Something eased in my chest, slow and warm, like a knot finally loosening.
“Partners lean on each other,” Jaime went on. “That’s not a failure. It’s balance.”
I let out a breath I hadn’t realized I’d been holding. “Then you can lean on me too. If I screw up. Or if something’s bothering you. I want you to tell me,” I said.
His gaze softened, the intensity shifting into something quieter. Something real.
“Alright,” he said.
For a moment, neither of us moved. The hum of the diner filled the space between us, silverware clinking, voices low and distant.
I don’t know which of us leaned in first. I just knew that suddenly his hand was warm against my wrist, grounding, and I was close enough to see the faint crease between his brows smooth out.
The kiss was brief, gentle, almost tentative, but it carried more weight than anything reckless ever could have. A promise rather than a demand.
When we pulled back, Jaime’s forehead rested lightly against mine for half a second.
The corner of his mouth twitched. “You’re learning faster than you think.”

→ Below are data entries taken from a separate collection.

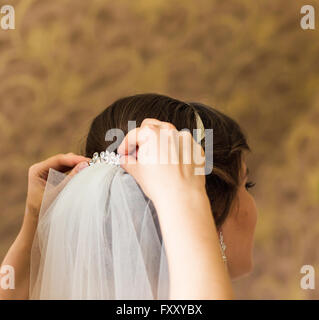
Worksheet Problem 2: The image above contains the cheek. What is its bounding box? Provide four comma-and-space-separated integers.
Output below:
223, 190, 257, 278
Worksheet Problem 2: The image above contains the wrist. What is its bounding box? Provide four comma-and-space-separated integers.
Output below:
152, 186, 210, 210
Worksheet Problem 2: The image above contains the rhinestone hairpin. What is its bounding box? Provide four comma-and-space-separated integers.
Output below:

“Guess I had a good teacher,” I said lightly, my voice a little rougher than I’d intended.
He snorted, shaking his head. “Careful.”
We finished our meal in a quieter, easier mood after that. Outside, the night had deepened, the town calmer than it had been hours earlier.
As we walked back toward the hotel, our shoulders brushed. This time, neither of us moved away.
The mystery wasn’t solved. If anything, it had deepened. Someone was still out there, patient and deliberate. But Jaime and I had this. I was sure of it.